Mike RobinsonMy son gave me Steven Pinker’s book Enlightenment Now: the Case for Reason, Science, Humanism, and Progress after he had heard him speak on a podcast about his 10th bestseller in 53 years of life as a public intellectual and Harvard professor of cognitive psychology. The gift is part of an ongoing effort to expand my boomer horizons, and expose me to contemporary critical analysis and thought.

Some of this much-appreciated effort stems from a growing millennial frustration with the perceived baby boomer legacy: staying way too long at the employment party (as in septuagenarian tenured professors refusing to retire); the preposterous final gift of Trumpism (with its attendant denial of climate change and any need for environmental regulation); and the vast swaths of economic disruption (with the concomitant gig economy, algorithmically determined values and surreptitious Facebook data mining).

Authoritarian populists like Steve Bannon, Michael Anton and President Donald Trump himself daily feed this fear and growing frenzy. And it gets the assistance of professors such as the University of Toronto’s Jordan Peterson and the members of the Claremont Institute, the academic home of Trumpism.

All this begs the question: Is the world going to hell?

Steven Pinker answers with a resounding: No!

In 75 classic graphs of time series data, Pinker tracks the global trends for longevity, health, prosperity, personal safety, global affluence, outbreaks of war, acquisition of knowledge and human happiness. He shows that all these trends are for the better. He demonstrates that since the Enlightenment, and the Renaissance of science, reason and humanism, humans have begun an upward trek to more of what we truly value, need and must maintain to thrive as a species. At the base of Pinker’s analysis is the core truth that knowledge makes us better people.

Arrayed against this scientific analysis and data display are the prophets of doom. Pinker deals with them and their influence with academic dispatch. His broad vocabulary is with us on every page. The authoritarian populists are recursive, recondite and collectively display recrudescence. He posits that the German philologist Friedrich Nietzsche (1844 to 1900) is their deserved philosophical mentor.
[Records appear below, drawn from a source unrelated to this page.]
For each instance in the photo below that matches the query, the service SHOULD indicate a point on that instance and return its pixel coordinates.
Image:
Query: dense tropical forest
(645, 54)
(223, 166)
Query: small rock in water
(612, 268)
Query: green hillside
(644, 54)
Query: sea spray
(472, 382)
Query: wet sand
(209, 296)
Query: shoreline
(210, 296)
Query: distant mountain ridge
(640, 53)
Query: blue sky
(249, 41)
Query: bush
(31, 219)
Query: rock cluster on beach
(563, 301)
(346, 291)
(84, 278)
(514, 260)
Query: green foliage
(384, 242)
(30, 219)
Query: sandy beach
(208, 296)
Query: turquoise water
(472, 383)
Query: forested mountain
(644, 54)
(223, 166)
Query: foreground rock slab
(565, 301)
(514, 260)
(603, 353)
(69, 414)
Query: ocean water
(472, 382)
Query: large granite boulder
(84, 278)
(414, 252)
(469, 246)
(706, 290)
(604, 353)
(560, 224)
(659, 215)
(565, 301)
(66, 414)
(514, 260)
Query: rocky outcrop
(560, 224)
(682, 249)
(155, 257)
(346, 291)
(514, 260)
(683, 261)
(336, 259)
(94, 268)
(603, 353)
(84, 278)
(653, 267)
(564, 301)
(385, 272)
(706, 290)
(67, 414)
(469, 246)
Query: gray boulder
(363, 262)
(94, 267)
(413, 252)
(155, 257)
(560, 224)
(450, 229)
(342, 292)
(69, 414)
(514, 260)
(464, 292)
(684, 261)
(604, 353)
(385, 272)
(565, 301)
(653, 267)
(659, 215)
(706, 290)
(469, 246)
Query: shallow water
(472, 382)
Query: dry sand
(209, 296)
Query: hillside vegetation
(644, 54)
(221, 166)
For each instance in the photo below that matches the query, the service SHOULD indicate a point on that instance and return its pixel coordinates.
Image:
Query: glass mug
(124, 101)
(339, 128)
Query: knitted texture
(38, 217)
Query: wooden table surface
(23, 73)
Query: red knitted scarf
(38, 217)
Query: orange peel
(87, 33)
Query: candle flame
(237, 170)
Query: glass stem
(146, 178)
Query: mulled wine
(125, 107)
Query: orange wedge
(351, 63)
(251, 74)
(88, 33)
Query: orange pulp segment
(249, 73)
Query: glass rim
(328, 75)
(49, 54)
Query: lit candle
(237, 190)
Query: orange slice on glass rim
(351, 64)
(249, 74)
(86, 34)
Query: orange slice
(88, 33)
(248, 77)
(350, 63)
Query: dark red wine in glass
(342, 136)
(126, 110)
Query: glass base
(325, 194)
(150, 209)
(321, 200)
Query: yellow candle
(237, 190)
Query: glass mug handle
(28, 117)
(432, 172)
“Nietzsche argued that it’s good to be a callous, egotistic, megalomaniacal sociopath,” he writes. “Not good for everyone, of course, but that doesn’t matter: the lives of the mass of humanity (the ‘botched and bungled,’ the ‘chattering dwarves,’ the ‘flee beetles’) count for nothing.”

From Pinker’s perspective, once you’ve arrayed the trend data for positive human achievement, the need to Make America Great Again, to rail against the benefits of immigration and to spin alt-right homilies should be exposed for what it is – a deification of selfishness, the mythic heroic capitalist and the fascist agenda. In short, it’s anti-democratic and vulgar.

Pinker’s data show that ultimately the authoritarian populists will time themselves out, as their age is working against them. They’re overwhelmingly boomers, Caucasian, poorly educated and mostly rural. Many are openly racist. They’re given to reasoning by anecdote, magical thinking, attributing causality to correlation, and verifying facts against ideology. They’re the segment of the population that has most definitively missed the Enlightenment boat.

In the cause of keeping our Enlightenment traditions and weathering the current anti-reason storms, Pinker argues that we need to remember that “not every problem is a Crisis, Plague, Epidemic, or Existential Threat.”

We need to remember that problems occur, are a normal part of achieving progress, and by their solution we advance as a society. Situated in the scientific now, he would have us consider the rational track of our past in constructing a realistic path to our humanistic future.

If there’s a weakness to this book, it’s that it relies on a form of analysis that stresses – human nature being a constant – that past performance is a good predictor of future performance. In essence, by continuing to embrace Enlightenment values, we will continue to flourish as a species. This in a world where accumulating data, chiefly environmental, indicates trends beyond our control.

For the positive outcomes he charts to characterize our future – one already bedevilled by climate change and rapid, technology-induced economic disruption – certain human behaviours have to be rapidly reigned in.

Meanwhile, the accumulated atmospheric heating consequences of combusting carbon since the Industrial Revolution are already baked in.

The big question: Can we rein in what we baked in before it’s too late?

Troy Media columnist Mike Robinson has been CEO of three Canadian NGOs: the Arctic Institute of North America, the Glenbow Museum and the Bill Reid Gallery.